Pour one out for AmazonSmile: Just a few days after announcing a significant round of layoffs, Amazon said so it would put an end to AmazonSmile, the donation program that diverts 0.5% of the cost of all eligible products to charity. Amazon claimed the program “hadn’t grown to create the impact that that has [it] originally hoped”, but if Roman notes, since 2013, Amazon donated $400 million via Amazon Smile. Ending it seems more likely a cost-cutting move.

Payday for data breach victims: If you were one of the nearly 77 million people affected by the T-Mobile breach last year, you could have a few bucks thrown your way. Devin reports that the company will pay $350 million to be split by clients and attorneys, plus $150 million “for data security and related technology.” The leak is said to have occurred sometime early last year, after which collections of T-Mobile customer data were offered for sale on various criminal forums.

Robots that both grab and throw: TechCrunch is fearless Matt Burns writes this week about a demo video showing Hyundai-backed Boston Dynamics’ humanoid robot, Atlas, equipped with grasping hands that can pick up and drop anything the robot can grasp on its own. The claw-like gripper consists of one fixed finger and one moving finger; Boston Dynamics says the grabs are designed for heavy-duty tasks, like Atlas holding a barrel over his head during a Super Bowl commercial. Useful.

Dungeons and Dragons: After weeks of fan backlash and protests, Wizards of the Coast – the Hasbro publisher of Dungeons & Dragons – announced it will now license the core Dungeons & Dragons mechanics under the Creative Commons Attribution 4.0 International permit. This gives the community “a worldwide, royalty-free, non-sublicensable, non-exclusive, irrevocable license” to publish and sell works based on Dungeons & Dragons – a huge change of heart for the gaming giant, which was considering a new license that would require certain creators of Dungeons & Dragons content to pay a 25% royalty.

audio summary

Whether it’s to kill time on the commute to work or go for a jog in the morning, TechCrunch probably has a podcast that’s right for you.
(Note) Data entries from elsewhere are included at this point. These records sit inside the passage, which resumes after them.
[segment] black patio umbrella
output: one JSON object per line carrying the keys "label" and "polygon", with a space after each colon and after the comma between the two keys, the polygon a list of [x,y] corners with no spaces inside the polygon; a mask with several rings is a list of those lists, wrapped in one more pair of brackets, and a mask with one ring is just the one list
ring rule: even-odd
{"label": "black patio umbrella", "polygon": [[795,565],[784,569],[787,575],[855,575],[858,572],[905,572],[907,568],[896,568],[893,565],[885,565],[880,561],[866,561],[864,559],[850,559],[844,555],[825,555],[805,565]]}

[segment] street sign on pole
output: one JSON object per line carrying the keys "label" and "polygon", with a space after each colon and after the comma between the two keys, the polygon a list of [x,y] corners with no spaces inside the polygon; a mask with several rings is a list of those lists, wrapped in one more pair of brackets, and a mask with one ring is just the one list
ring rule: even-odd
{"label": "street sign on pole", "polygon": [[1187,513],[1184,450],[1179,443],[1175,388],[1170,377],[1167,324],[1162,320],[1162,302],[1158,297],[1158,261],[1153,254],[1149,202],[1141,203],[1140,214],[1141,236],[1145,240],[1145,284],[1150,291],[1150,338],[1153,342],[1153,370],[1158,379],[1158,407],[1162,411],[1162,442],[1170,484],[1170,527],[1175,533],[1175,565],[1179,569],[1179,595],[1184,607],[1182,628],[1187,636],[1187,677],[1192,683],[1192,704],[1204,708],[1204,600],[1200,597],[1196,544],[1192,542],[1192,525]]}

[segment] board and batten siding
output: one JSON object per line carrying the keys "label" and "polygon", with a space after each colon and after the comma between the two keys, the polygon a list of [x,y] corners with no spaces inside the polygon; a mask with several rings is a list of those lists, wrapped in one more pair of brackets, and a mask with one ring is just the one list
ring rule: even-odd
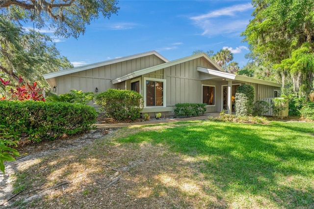
{"label": "board and batten siding", "polygon": [[[167,106],[178,103],[202,103],[202,84],[217,86],[215,82],[202,81],[197,67],[214,68],[203,57],[173,65],[164,69],[164,79],[167,82]],[[216,87],[216,94],[219,93]],[[217,101],[217,100],[216,100]],[[215,106],[208,107],[208,111],[216,111]]]}
{"label": "board and batten siding", "polygon": [[254,101],[261,101],[262,99],[274,97],[275,90],[280,91],[280,87],[271,86],[258,83],[247,83],[254,87],[255,93]]}
{"label": "board and batten siding", "polygon": [[57,93],[68,93],[72,89],[95,93],[96,87],[99,92],[110,88],[124,89],[124,82],[112,84],[111,80],[164,62],[153,54],[57,77]]}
Startup oriented Equity this week, Natasha, Mary Ann and Rebekah jumped on the mic to talk through a varied week of news, including deals from Sophia Amoruso’s new fund, Welcome Homes, and a look at compliment-focused social media apps. Found itMir Hwang, the co-founder and CEO of GigFinesse, who shared how his struggles to book music gigs as a teenager led him to create the company that connects artists with live show venues.

TechCrunch+

TC+, TechCrunch’s premium channel for deep dives, surveys, guest posts, and general analysis, was packed with content this week (as always). Here are some of the most popular posts:

On Twitter’s response to the data breach: Carly writes about Twitter’s alleged data breach that exposed millions of users’ contact information. In a unattributed blog post, Twitter said it had conducted a “thorough investigation” and found “no evidence” that recent Twitter user data sold online was obtained by exploiting a vulnerability in Twitter’s systems. But as she points out, it’s unclear whether Twitter has the technical means, such as logs, to determine whether user data has been exfiltrated.
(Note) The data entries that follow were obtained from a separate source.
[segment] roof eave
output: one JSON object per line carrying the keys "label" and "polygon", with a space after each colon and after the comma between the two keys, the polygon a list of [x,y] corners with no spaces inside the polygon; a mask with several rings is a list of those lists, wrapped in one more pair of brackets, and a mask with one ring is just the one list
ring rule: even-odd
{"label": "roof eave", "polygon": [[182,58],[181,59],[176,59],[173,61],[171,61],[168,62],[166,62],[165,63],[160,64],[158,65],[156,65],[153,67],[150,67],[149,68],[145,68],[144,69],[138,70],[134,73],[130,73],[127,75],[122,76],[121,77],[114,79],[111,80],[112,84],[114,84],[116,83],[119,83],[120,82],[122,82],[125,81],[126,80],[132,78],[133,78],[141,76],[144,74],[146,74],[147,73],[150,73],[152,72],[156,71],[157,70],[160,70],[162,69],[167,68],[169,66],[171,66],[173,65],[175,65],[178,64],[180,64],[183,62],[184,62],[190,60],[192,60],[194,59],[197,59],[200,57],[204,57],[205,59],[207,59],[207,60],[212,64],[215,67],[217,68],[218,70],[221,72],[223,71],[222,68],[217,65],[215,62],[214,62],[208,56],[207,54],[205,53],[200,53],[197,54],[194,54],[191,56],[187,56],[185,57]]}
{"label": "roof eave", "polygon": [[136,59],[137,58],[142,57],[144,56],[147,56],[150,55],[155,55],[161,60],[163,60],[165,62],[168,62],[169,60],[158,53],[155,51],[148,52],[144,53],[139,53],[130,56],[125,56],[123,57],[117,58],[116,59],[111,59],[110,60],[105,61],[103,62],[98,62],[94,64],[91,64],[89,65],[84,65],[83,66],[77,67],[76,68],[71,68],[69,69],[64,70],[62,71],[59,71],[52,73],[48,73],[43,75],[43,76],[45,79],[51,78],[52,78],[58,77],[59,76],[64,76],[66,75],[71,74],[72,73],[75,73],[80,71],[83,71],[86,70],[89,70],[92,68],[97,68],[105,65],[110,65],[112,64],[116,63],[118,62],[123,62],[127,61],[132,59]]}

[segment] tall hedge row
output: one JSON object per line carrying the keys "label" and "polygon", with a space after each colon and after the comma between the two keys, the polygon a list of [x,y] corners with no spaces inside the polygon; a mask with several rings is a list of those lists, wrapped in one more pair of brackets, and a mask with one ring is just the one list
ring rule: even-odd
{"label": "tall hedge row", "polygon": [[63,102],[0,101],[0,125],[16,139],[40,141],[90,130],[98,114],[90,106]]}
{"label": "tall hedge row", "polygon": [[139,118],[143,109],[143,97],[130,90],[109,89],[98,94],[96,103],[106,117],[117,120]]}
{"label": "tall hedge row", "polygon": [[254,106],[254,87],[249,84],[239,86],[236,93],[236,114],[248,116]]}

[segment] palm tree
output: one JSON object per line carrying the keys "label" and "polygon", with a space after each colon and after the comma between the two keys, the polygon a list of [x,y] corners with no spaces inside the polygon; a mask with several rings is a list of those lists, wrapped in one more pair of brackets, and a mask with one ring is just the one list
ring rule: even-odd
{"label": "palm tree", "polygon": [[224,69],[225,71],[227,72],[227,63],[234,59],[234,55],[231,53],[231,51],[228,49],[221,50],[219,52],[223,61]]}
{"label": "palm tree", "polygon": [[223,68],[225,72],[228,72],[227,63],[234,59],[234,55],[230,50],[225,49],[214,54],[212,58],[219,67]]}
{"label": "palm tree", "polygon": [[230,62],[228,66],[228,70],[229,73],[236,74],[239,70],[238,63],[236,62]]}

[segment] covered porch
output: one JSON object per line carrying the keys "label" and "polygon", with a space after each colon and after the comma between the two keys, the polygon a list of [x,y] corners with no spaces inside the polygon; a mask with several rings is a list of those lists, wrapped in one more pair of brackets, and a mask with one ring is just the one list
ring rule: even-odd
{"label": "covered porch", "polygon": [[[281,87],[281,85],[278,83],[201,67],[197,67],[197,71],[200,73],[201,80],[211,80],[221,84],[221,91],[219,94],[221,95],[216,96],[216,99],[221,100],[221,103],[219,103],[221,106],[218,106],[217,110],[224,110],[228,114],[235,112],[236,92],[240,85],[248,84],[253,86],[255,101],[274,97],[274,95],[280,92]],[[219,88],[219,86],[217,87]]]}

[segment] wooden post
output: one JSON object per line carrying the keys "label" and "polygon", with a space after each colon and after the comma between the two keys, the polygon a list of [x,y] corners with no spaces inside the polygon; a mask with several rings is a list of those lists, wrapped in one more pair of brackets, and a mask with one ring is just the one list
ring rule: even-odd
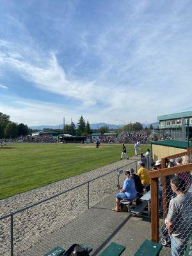
{"label": "wooden post", "polygon": [[158,178],[151,179],[151,240],[159,241],[159,180]]}
{"label": "wooden post", "polygon": [[[161,158],[161,168],[164,169],[166,168],[165,158]],[[163,186],[163,218],[166,218],[166,177],[163,176],[162,186]]]}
The Last Unicorns: VCs think a majority of unicorns are not worth $1 billion anymore. Rebekah looks at the current investment landscape and finds that many of the companies that achieved unicorn status last year are at risk of losing this status as economic conditions worsen.
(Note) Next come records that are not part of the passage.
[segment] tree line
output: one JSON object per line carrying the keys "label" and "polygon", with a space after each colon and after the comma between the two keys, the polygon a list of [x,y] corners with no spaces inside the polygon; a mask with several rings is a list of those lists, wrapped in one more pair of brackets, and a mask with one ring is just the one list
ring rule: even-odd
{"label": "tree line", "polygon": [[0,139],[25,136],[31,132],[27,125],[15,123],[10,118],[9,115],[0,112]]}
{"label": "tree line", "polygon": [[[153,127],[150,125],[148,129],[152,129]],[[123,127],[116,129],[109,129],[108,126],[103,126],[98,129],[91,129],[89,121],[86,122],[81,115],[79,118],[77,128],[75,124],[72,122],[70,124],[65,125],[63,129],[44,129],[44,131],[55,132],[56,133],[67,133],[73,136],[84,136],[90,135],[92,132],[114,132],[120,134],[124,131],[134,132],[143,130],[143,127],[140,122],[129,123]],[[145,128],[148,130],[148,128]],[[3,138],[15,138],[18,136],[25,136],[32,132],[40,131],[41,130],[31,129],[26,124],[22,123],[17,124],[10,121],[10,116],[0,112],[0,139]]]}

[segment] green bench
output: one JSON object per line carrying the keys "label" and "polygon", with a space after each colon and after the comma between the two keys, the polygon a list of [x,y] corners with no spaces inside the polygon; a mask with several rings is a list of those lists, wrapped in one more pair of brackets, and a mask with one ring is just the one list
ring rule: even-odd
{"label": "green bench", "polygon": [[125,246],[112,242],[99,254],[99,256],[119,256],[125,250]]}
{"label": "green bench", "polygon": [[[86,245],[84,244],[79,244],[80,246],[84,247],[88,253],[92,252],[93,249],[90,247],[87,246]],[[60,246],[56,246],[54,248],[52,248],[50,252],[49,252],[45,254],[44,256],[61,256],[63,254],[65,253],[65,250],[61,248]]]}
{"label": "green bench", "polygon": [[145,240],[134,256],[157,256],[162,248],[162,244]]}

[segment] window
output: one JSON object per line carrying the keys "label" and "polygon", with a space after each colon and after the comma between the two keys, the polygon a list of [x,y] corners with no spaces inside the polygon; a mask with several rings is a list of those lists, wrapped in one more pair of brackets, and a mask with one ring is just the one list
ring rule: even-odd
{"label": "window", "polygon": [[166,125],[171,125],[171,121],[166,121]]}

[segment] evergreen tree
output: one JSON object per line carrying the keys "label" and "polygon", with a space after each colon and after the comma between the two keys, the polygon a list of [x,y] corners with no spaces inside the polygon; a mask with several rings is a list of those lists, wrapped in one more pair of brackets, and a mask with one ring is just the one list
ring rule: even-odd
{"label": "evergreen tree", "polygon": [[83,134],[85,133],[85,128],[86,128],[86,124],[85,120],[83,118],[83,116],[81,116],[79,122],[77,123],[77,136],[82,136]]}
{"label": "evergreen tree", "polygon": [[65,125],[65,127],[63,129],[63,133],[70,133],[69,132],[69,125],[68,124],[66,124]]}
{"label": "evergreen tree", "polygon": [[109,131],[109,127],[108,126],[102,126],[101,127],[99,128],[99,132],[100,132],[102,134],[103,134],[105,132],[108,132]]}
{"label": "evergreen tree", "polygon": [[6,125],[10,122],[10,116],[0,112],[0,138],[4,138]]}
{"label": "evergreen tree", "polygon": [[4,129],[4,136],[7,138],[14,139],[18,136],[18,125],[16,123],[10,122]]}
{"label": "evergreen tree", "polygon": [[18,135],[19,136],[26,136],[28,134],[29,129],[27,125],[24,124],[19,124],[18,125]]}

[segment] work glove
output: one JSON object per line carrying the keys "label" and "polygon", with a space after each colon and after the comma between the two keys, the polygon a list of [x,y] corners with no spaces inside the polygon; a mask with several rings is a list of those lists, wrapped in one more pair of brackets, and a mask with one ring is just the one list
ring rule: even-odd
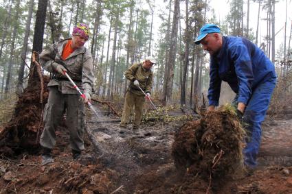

Sexism in the workplace: Women-founded startups raised 1.9% of all venture capital funds in 2022, down from 2021, Dominic Madori writes. That percentage is a notable drop from the 2.4% all-female teams raised in 2021. The drop was expected, but nevertheless significant. Aside from 2016, the last time all-female-led startups raised such a low percentage of funds was in 2012, another period of funding decline caused by economic uncertainty and elections.